A brief thought goes out towards other figures too: "Our thanks go out also to the trade unions, for their flexibility in accepting these working conditions, aware that we are all faced with an unprecedented situation. Finally, thanks to the Government for the rather difficult, if not unpopular, decisions to safeguard public health and, at the same time, guarantee a future for the country once the critical moment will be over".
Is it all gloomy? Not quite. A few positive figures were published by the Aftermarket Barometer, a statistical survey carried out within Anfia, which highlights how the sector’s turnover recorded a 1.6% increase in 2019 compared to the previous year, which closed at +0.8%. A first quarter up slightly (+1.2%) was followed by a negative second quarter (-2.4%), while the second part of the year saw a recovery: +4.1% in the third quarter and +3.7% in the fourth quarter of 2019, thanks, above all, to an outstanding performance in December (+10.2%). Looking at the performance of each product family, though only two out of five show a positive trend.

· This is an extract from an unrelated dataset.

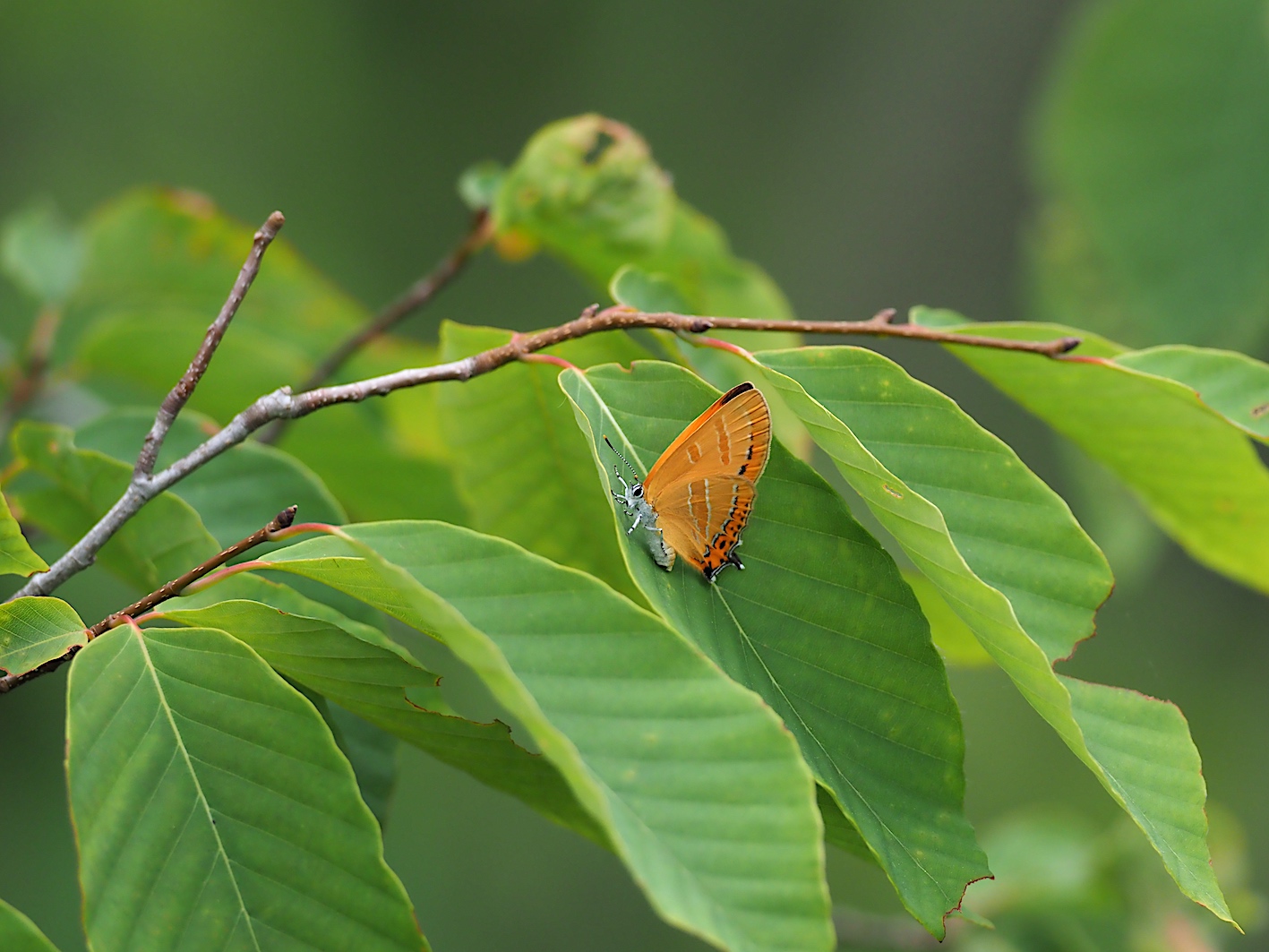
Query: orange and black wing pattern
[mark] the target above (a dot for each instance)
(702, 487)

The biggest increase was recorded by consumables (+9.2%), which had already increased in 2018 (+3.3%), followed by an increase in electrical and electronic components (+2.2%), which closed 2018 at +5.6%. On the other hand, bodywork and interior components (-4%) and undercar components (-4.9%), saw a trend reversal as 2018 closed with positive figures (+14.5% and +1.8% respectively).
Engine components also retained the minus sign (-5.6%), albeit with a smaller decrease compared to 2018 (when it closed at -7.9%).

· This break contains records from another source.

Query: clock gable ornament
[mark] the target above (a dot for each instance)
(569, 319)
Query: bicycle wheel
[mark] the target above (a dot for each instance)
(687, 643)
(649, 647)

In February, the negative trend in the demand for trucks with GVW up to 3.5t, which started in November, is quite steady if not on the rise. In February 2020, in fact, according to estimates developed and distributed by the Unrae Study and Statistics Centre, only 14,517 new commercial vehicles were registered, with a loss of 4.9% compared to February 2019, when 15,262 units were sold. The first two months of 2020, therefore, scored 27,759 registrations compared to 28,801 in the same period last year, down by 3.6%.
"February figures bear witness to a market for commercial vehicles already in decline due to a stagnating Italian economy - said Unrae’s President, Michele Crisci – and here is where the Covid-19 emergency, a new "Black Swan" for the global economy, comes into play, triggering a recession in our country that will need time to be absorbed".
"The necessary and needed severe restrictions on citizens' mobility, the almost total closure of retail activities and the reduced production capacity of our manufacturing sector - he continued - will combine with a strong negative impact on the demand for commercial vehicles. In fact, the restrictive measures will zero sales and purchases for an indefinitely lasting period. The subsequent recovery and the final result of the year will depend on the duration and severity of the pandemic and the associated emergency measures, as well as the extent, timing and complexity of the measures adopted to support families, workers and businesses by public institutions, both during and after the emergency".